Madres spent last semester studying at the University of Wollongong with the Colgate Australia Study group. While there, he took a course on photography and media arts that provided him with assignments to shoot in nearby areas. The photographs from one particular shoot at an amusement park are all printed in black and white and displayed in eight by ten inch frames on the right wall of the Barge.

Madres said the theme of the shoot was low light and motion, so he took all the pictures at sunset or at night with low shutter speeds. Included are shots of a Ferris wheel, a hot food stand, and Madres’ family members looking out over the harbor during a visit. Displayed on the opposite wall in color is a large, haunting clown-head that stood at the entrance of Luna Park.

“I am fascinated with amusement parks,” Madres said. “To me they represent the dark underbelly of entertainment.”

Madres also captured many parts of Australia outside Luna Park, including boats on the harbor and the famous Opera house in Sydney, a cluster of tables in the financial district, steep canyons, and the tide effect on a beach in Darwin.

Displayed as well are pictures Madres took while visiting New Zealand over spring break. These shots include an overgrown field and broken fence, an illuminated bridge, and a floating pelican. For one particularly scenic shot, entitled “From the Bridge,” Madres had to climb down underneath the bridge onto a wooden platform suspended 100 feet in the air.

“I definitely wasn’t supposed to be there,” Madres said.

The remainder of the exhibit documents the three weeks Madres spent backpacking alone through the rainforests, beaches, and cities of Thailand and Indonesia after his semester in Australia ended.

These photographs take viewers from a twenty by thirty inch image of distant mountains, entitled “Dark Range”, to smaller photos of a monkey, a collection of bottles on a beach, the skyscrapers of Bangcock, and the barbed-wire enclosed guesthouse where Madres stayed and learned Indonesian. Madres said he was drawn to Indonesia because he loved the intensity of their art.

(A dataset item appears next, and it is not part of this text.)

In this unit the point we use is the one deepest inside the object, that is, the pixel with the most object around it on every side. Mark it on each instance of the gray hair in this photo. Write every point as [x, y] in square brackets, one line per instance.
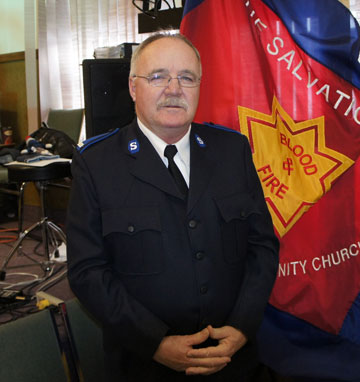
[155, 37]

Madres said the scattered arrangement of the exhibit mirrors the experience he had viewing the diverse geography, beauty, and randomness of his surroundings.

“Over the semester, I saw desert, glaciers, rainforests, forests, and both urban and suburban areas,” Madres said. “The large landscapes pictures grab your attention, and the smaller images zoom in on solitary things. I liked attempting to capture of the personality and emotion of small and more banal objects.”

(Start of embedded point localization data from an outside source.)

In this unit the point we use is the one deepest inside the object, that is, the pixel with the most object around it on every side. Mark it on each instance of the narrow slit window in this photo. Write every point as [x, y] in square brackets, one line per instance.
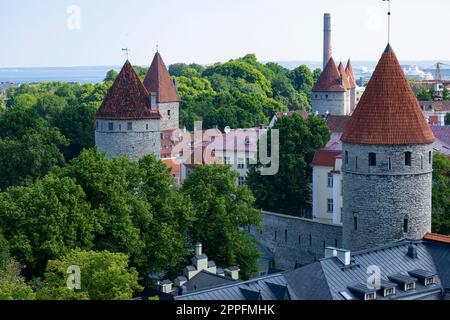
[408, 158]
[372, 159]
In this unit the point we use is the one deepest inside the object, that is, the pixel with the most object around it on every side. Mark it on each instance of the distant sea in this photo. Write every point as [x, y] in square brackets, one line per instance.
[363, 70]
[63, 74]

Madres said that while wandering, he was immediately drawn to the composition and aesthetic value of certain images, such as graffiti, an individual asleep on a ferry, baskets in a back alley, and a black cat silhouetted against a pure white wall.

“Sometimes people would wonder what I was taking a picture of,” Madres said.

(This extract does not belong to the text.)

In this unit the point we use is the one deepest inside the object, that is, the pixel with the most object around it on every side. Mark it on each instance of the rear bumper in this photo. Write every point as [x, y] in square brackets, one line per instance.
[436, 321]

Madres pointed out an image entitled “Mixed Message”, as one of his favorites. The photo displays the positioning of two signs placed next to each other on a Buddhist temple in Bangcock, one reading “Safety” and the other “Danger.”

The Barge hosted an opening for the exhibit on Saturday, September 1st, where students, professors and Hamilton residents gathered to enjoy refreshments and hear Madres speak about his travels. Since then, Madres has been contacted by several individuals interested in purchasing his work.

“We are pleased to support student artwork and display it for the Colgate and Hamilton communities,” Barge manager Judy Schenk said.

Madres said he hopes his range of photos allows viewers to be transported back with him to both the landscapes and the random objects of his travels.

“There were so many amazing experiences involved,” Madres said. “I want the exhibit to narrate the intensity of experiencing so much beauty and so much diversity by myself.”